PurposeThis study aims to identify an automated machine learning algorithm with high accuracy that sport practitioners can use to identify the specific factors for predicting Major League Baseball (MLB) attendance. Furthermore, by predicting spectators for each league (American League and National League) and division in MLB, the authors will identify the specific factors that increase accuracy, discuss them and provide implications for marketing strategies for academics and practitioners in sport.Design/methodology/approachThis study used six years of daily MLB game data (2014–2019). All data were collected as predictors, such as game performance, weather and unemployment rate. Also, the attendance rate was obtained as an observation variable. The Random Forest, Lasso regression models and XGBoost were used to build the prediction model, and the analysis was conducted using Python 3.7.FindingsThe RMSE value was 0.14, and the R2 was 0.62 as a consequence of fine-tuning the tuning parameters of the XGBoost model, which had the best performance in forecasting the attendance rate. The most influential variables in the model are “Rank” of 0.247 and “Day of the week”, “Home team” and “Day/Night game” were shown as influential variables in order.
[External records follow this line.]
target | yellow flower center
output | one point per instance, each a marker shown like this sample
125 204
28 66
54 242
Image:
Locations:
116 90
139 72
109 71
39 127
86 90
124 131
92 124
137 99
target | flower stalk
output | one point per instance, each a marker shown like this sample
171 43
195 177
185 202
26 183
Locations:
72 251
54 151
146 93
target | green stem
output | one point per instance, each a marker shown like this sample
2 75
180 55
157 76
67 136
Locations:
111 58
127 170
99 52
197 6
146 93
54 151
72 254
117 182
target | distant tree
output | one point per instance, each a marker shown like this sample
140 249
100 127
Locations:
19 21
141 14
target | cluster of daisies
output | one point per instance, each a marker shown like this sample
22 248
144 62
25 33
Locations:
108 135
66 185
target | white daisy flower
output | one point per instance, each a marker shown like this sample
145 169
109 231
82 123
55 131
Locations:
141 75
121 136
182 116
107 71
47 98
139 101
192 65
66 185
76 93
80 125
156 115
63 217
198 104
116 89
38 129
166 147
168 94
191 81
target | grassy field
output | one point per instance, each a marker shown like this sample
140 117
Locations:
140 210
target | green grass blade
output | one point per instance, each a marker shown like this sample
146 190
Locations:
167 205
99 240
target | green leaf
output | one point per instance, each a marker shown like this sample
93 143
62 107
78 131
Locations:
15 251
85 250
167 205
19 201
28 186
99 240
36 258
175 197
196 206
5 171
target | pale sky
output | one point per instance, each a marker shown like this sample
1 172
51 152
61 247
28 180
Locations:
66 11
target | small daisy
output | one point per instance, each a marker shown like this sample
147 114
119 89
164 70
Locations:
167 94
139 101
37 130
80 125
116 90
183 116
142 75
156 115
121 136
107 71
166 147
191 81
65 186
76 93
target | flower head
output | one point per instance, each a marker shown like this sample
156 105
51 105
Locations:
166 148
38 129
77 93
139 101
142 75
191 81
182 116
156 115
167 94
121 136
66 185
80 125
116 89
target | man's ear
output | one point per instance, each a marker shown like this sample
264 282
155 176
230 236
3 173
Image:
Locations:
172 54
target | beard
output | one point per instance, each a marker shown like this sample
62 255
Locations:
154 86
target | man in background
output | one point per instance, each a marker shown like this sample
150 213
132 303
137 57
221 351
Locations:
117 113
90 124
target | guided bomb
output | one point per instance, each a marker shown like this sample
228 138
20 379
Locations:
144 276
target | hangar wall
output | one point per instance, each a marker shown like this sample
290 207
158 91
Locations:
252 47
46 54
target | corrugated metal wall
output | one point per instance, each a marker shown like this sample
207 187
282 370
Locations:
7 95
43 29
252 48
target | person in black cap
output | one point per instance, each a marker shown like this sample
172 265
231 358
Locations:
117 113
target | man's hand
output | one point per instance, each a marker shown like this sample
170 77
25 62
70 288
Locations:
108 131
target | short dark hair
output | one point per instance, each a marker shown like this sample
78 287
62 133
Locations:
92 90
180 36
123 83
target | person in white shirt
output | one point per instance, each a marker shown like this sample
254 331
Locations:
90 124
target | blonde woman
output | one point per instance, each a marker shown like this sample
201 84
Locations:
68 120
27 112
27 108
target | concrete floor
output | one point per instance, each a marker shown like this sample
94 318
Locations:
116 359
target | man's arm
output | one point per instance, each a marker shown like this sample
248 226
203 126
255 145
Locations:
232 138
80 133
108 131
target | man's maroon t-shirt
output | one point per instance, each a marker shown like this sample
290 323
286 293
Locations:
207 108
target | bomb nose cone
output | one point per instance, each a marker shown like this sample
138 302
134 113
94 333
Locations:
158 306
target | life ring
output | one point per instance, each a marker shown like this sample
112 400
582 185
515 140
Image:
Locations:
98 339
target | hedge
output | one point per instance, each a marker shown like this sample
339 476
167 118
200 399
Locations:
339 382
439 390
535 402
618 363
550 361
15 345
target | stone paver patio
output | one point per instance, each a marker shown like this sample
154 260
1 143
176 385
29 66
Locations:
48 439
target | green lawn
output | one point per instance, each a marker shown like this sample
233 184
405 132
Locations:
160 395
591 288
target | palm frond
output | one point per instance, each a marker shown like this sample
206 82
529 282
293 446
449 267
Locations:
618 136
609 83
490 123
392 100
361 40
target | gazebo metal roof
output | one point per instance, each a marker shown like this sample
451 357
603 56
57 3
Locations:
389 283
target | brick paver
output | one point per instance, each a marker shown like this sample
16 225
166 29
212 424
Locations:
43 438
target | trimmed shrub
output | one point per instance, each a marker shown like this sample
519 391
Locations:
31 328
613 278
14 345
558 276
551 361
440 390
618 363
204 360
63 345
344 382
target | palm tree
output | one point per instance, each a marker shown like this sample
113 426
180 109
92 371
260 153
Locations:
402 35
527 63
The result was shown that the “Unemployment rate”, as a macroeconomic factor, has a value of 0.06 and weather factors were a total value of 0.147.Originality/valueThis research highlights unemployment rate as a determinant affecting MLB game attendance rates. Beyond contextual elements such as climate, the findings of this study underscore the significance of economic factors, particularly unemployment rates, necessitating further investigation into these factors to gain a more comprehensive understanding of game attendance.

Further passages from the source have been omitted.